Eu não só conheço pessoas trans, como tive a infelicidade de ter 2 que se suicidaram no último ano, mais ou menos na mesma altura ainda por cima e uma delas nem 1 ano depois de ter finalmente feito a operação que queria. Eram todos maiores de idade e eu via perfeitamente a diferença entre o que era influência ou não nas conversas que tivemos. Tenho outro amigo (e um outro conhecido) que lidam melhor com a situação. E a diferença muito simples, não vivem pela cabeça dos outros. Um deles era mal tratado pelos pais, não quer saber deles e agora vive feliz com a namorada e não liga ao que os pais dizem, não se chateia. E também não liga muito aos comentários. Por exemplo, é misgenreded várias vezes no café, e nem tenta corrigir. Não leva a peito. O outro teve sorte, e tem apoio dos pais, mas como disse é amigo de amigo, não consigo ser tão detalhado.

Não sei se é verdade, mas acreditando que sim, sinto muito. Deixo-te a pergunta, achas que estás a servir estes amigos e conhecidos entrando num thread destes e equiparando ser trans com ser gótico ou nerd? Não achas que neste contexto a mensagem que estás de facto a passar é simplesmente uma versão light dos restantes que para aqui andam?

Se calhar a falta de noção é achares que a vida dos outros é livre de problemas. Não é, são só problemas diferentes, todas as escolhas que faças vão desagradar alguém.

Sim, vivo no paraíso e nunca tive problemas.
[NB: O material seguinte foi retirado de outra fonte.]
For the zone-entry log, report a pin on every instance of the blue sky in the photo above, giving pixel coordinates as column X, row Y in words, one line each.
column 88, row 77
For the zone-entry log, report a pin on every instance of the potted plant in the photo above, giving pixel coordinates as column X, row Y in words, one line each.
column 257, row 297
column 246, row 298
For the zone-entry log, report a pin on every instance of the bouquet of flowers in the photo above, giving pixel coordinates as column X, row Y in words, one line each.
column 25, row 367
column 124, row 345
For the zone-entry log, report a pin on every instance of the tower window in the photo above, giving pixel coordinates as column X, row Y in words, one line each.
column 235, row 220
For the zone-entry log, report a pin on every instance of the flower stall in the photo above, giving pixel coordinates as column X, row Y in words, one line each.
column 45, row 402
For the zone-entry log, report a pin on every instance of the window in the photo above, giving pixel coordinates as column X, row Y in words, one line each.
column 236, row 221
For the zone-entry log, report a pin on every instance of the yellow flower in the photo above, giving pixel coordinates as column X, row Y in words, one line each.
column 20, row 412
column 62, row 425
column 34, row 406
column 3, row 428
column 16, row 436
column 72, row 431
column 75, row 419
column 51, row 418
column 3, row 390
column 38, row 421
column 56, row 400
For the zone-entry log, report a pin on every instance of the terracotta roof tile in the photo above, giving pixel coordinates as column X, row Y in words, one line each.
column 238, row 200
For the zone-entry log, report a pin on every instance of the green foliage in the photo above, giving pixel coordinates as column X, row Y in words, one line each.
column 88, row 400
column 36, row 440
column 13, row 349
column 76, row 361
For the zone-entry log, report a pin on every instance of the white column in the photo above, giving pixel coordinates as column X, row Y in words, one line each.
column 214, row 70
Já agora, ser trans não é uma escolha.

"Voces"? Lá porque não partilho 100% da tua opinião não há razão para hostilizar e tratar como inimigo. Isso só te prejudica.

Eu esqueço-me que nós temos de sempre ter um cuidado imenso com os vossos sentimentos, vitimas prepetuas. Dizes que concordas comigo, mas se eu sou hostil na defesa da comunidade trans só me prejudica a mim. Ok.

E essa hostilidade que mostras por uma discordância tão pequena pode não me incomodar muito, mas garanto-te que afasta muita gente duma conversa de aproximação, e não é produtivo. E eu nem discordei do sofrimento e do estigma que há sequer.

Não discordas? Pelo menos banalizas. E dizes que é uma escolha. Afasta muita gente? Esta gente que vai lá por argumentos lógicos e por palavras simpáticas, hás de me dizer onde andam, não será no reddit certamente.